The Oceanography Museum is just a stroll away from the Old Town and it's a famous place. The famous Jacques Cousteau used to be the director for many years. It's a sort of museum documenting a scientific expedition of Albert I, at the beginning of the century. It was in the north, close to the north pole. And then Albert 2nd followed in his father's footsteps. It's mainly how the museum started. In the basement however they have big fish tanks with a lot of fish from all over the world. They get the water straight from the Mediterranean sea with a system of pumps. From the top floor of the museum you have panoramic views of Monaco.
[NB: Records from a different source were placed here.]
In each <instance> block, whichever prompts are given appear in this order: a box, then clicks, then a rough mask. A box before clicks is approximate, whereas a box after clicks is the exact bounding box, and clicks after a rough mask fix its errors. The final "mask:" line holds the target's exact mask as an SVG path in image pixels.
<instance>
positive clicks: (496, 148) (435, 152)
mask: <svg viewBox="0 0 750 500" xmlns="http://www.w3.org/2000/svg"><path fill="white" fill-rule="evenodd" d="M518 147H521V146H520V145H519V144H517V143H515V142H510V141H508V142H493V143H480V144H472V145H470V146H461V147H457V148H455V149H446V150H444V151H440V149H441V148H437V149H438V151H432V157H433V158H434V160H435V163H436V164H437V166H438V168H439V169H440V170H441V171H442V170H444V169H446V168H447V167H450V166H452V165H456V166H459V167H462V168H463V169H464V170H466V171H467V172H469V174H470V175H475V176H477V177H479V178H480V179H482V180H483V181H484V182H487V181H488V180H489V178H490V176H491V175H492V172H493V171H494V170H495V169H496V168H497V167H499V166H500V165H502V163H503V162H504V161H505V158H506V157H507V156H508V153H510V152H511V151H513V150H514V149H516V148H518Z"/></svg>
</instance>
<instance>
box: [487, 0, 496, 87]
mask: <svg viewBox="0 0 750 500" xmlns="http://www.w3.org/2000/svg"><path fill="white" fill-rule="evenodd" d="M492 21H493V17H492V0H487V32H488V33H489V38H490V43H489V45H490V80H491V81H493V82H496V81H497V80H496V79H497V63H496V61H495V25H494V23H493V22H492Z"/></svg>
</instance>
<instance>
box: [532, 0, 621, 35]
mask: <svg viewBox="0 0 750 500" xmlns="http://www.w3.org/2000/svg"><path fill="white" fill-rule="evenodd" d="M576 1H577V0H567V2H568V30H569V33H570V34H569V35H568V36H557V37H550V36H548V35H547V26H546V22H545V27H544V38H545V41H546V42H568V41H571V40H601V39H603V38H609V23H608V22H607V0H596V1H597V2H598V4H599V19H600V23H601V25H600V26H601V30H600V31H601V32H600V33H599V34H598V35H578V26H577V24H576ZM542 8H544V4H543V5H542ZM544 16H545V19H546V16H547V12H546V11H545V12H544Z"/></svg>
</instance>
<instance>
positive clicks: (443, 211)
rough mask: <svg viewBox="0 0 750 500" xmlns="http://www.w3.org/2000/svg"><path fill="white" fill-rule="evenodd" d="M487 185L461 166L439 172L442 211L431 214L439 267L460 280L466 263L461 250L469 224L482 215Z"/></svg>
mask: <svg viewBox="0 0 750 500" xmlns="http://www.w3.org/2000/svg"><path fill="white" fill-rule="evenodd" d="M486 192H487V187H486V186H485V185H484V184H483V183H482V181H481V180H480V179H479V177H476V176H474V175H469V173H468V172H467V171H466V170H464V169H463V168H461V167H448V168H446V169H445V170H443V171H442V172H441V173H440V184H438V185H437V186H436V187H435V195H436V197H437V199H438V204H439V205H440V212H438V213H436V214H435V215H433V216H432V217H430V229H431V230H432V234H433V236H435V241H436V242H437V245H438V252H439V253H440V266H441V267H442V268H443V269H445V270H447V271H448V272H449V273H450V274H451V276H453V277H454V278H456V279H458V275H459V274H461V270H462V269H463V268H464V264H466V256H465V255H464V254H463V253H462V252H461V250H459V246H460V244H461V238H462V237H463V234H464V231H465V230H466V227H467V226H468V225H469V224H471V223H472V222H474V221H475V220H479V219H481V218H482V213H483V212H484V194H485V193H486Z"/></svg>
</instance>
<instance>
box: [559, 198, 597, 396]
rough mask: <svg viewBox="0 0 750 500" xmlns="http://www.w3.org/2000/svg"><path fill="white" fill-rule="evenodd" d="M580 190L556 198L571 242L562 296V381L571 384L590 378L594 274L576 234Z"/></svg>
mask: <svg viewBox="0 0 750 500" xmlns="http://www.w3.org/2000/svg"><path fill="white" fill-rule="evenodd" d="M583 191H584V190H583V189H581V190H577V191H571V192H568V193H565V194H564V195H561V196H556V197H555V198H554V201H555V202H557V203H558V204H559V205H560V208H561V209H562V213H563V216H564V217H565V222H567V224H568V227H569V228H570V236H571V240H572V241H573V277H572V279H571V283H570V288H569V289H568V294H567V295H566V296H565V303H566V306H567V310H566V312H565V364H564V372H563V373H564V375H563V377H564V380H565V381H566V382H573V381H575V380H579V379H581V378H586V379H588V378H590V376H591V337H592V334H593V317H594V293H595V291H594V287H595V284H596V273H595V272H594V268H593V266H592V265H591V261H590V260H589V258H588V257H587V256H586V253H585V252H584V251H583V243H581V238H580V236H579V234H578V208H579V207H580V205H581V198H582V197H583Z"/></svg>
On the other side, there are steps taking you down from the castle, close to the marina. From there we took a walk to the other side of Monaco, it's a quarter called Monte Carlo. This is one of the 4th quarters of Monaco and it's famous for its Grand Casino (featured in James Bond film .. even in the next one: Casino Royale, which happens to be this Grand Casino in Monaco). Entrance to the Grand Casino sets you back 10 euros, so, as we weren't big gamblers we gave it a miss. Next to the Grand Casino there's another smaller casino with free entrance. It mainly have fruit machines. We wanted to try it out, and here's a funny situation. We only had a 50 euros note left, which was our money for food and bus back to the airport and everything. And we only wanted to spend 1 euro, or 2 euros. We didn't know how many chips we would get for 1/2 euros, but we imagined we could have fun even with such a small amount. Anyway, the guy at the office didn't speak English ... and he gave us straight away 25 chips of 2 euros each. He thought we want to spend all our 50 euros in one go. We tried to explain that all we want is 2 euros. But he kept understanding that we want 2 euros coins. Finally, he gave us just one coin, 2 euro coin and the change back. He probably thought: cheap bastards. Hehe. Anyway. We went to a machine and we were wondering how many games we would get for our 2 euros. We introduced the coin into a machine and we pressed reshuffle. 2 seconds later, it all stopped. We didn't win anything. And that was it. Game over. 2 euros in 2 seconds. That must be the most dramatic spending spree on this trip. How often do you spend a euro per second? If we were to continue at this pace, in one hour we would spend 3600 euros. So, we decided to stop at that point.

We headed back to Nice in the evening, got on a bus that took us to the airport and from there, London was 2 hours away. Au revoir France!